成人午夜性影院视频-美女午夜一区视频在线播放

Goodness-of-fit tests are often used in data analysis to test the agreement of a distribution to a set of data. These tests can be used to detect an unknown signal against a known background or to set limits on a proposed signal distribution in experiments contaminated by poorly understood backgrounds. Out-of-the-box non-parametric tests that can target any proposed distribution are only available in the univariate case. In this paper, we discuss how to build goodness-of-fit tests for arbitrary multivariate distributions or multivariate data generation models.

相關內容

MoDELS

關注 43

ACM/IEEE第23屆模型驅動工程語言和系統國際會議，是模型驅動軟件和系統工程的首要會議系列，由ACM-SIGSOFT和IEEE-TCSE支持組織。自1998年以來，模型涵蓋了建模的各個方面，從語言和方法到工具和應用程序。模特的參加者來自不同的背景，包括研究人員、學者、工程師和工業專業人士。MODELS 2019是一個論壇，參與者可以圍繞建模和模型驅動的軟件和系統交流前沿研究成果和創新實踐經驗。今年的版本將為建模社區提供進一步推進建模基礎的機會，并在網絡物理系統、嵌入式系統、社會技術系統、云計算、大數據、機器學習、安全、開源等新興領域提出建模的創新應用以及可持續性。官網鏈接： · Performer · CASE · Extensibility · Integration ·

2023 年 5 月 9 日

Score-based calibration testing for multivariate forecast distributions

Malte Knüppel,Fabian Krüger,Marc-Oliver Pohle

Multivariate distributional forecasts have become widespread in recent years.
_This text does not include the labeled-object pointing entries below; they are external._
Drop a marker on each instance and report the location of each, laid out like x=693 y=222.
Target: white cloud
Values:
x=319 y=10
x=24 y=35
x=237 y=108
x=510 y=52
To assess the quality of such forecasts, suitable evaluation methods are needed. In the univariate case, calibration tests based on the probability integral transform (PIT) are routinely used. However, multivariate extensions of PIT-based calibration tests face various challenges. We therefore introduce a general framework for calibration testing in the multivariate case and propose two new tests that arise from it. Both approaches use proper scoring rules and are simple to implement even in large dimensions. The first employs the PIT of the score. The second is based on comparing the expected performance of the forecast distribution (i.e., the expected score) to its actual performance based on realized observations (i.e., the realized score). The tests have good size and power properties in simulations and solve various problems of existing tests. We apply the new tests to forecast distributions for macroeconomic and financial time series data.

binary · 比特 · 相同 · 周期的 · 表示 ·

2023 年 5 月 9 日

Ternary Instantaneous Noise-based Logic

Laszlo B. Kish

from arxiv, submitted for publication, new reference added, small corrections

One of the possible representations of three-valued instantaneous noise-based logic is proposed. The third value is an uncertain bit value, which can be useful in artificial intelligence applications. There is a forth value, too, that can represent a non-existing bit (vacuum-state) that is the same (1 numeric value) for all bits, however that is a squeezed state common for all bits. Some logic gates are explored. A ternary Universe has a significant advantage compared to the standard binary one: its amplitude is never zero during any clock period. All the known binary logic gates work for the binary bit values in the same way as earlier therefore the former binary algorithms can be run in the ternary system with no change and without the problems posed by zero values of the Universe.

prototype · 評論員 · PCA · MASS · 查準率/準確率 ·

2023 年 5 月 9 日

Quantizing rare random maps: application to flooding visualization

Charlie Sire,Rodolphe Le Riche,Didier Rullière,Jérémy Rohmer,Lucie Pheulpin,Yann Richet

from arxiv, 40 pages, 11 Figures, published in Journal of Computational and Graphical Statistic

Visualization is an essential operation when assessing the risk of rare events such as coastal or river floodings. The goal is to display a few prototype events that best represent the probability law of the observed phenomenon, a task known as quantization. It becomes a challenge when data is expensive to generate and critical events are scarce, like extreme natural hazard. In the case of floodings, each event relies on an expensive-to-evaluate hydraulic simulator which takes as inputs offshore meteo-oceanic conditions and dyke breach parameters to compute the water level map. In this article, Lloyd's algorithm, which classically serves to quantize data, is adapted to the context of rare and costly-to-observe events. Low probability is treated through importance sampling, while Functional Principal Component Analysis combined with a Gaussian process deal with the costly hydraulic simulations. The calculated prototype maps represent the probability distribution of the flooding events in a minimal expected distance sense, and each is associated to a probability mass. The method is first validated using a 2D analytical model and then applied to a real coastal flooding scenario. The two sources of error, the metamodel and the importance sampling, are evaluated to quantify the precision of the method.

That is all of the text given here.